Diferente de outras análises feitas por psicanalistas, mesmo sabendo de sua atenção para comigo, não entendi o que ele prescreveu e ainda notei que não havia ninguém ali ao meu lado, apenas o meu violão, a vastidão da natureza e o modo de como eu enxergava o mundo que era diferente daquele descrito por psicanalistas. Por outro lado nem existia divã ali na sacada, apenas um papel sobre uma mesinha, e assim, agindo como uma pessoa normal e notando que nem existia o tal psicanalista, me questionei: Será que eu estava psicótico, vivendo num mundo onde a realidade é outra?
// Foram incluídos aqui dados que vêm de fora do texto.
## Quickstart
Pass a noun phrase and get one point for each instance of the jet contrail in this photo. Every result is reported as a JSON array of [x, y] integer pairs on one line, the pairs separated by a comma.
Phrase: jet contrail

Felizmente não era. Estava vivendo num mundo real, tanta realidade que ao olhar pra baixo pude ver uma criança chorar e pedir comida à sua mãe que não tinha nada pra lhe dar. Ela insistia, insistia, e faminta a criança dormiu à sombra de uma árvore pra esquecer a fome. E foi ai que pensei: Quiçá um dia as crônicas e poemas que escrevo servirão para algo, pelo menos alcançar o coração de alguém. Então, voltei à mesinha e peguei o papelzinho que lá colocara, e não era a receita do psicólogo, mas sim, uma pequena parte do poema que escrevi para minha irmã: “Irmã Rosa que viveu dias de outono que ora vêm vagos e choram... Irmã Rosa que vê crisântemos roxos e estes se descoram, e dentre os murmúrios dolentes de segredo, eu te abraço e te beijo”. Quando terminei de ler, simplesmente acordei! Tudo era apenas um sonho.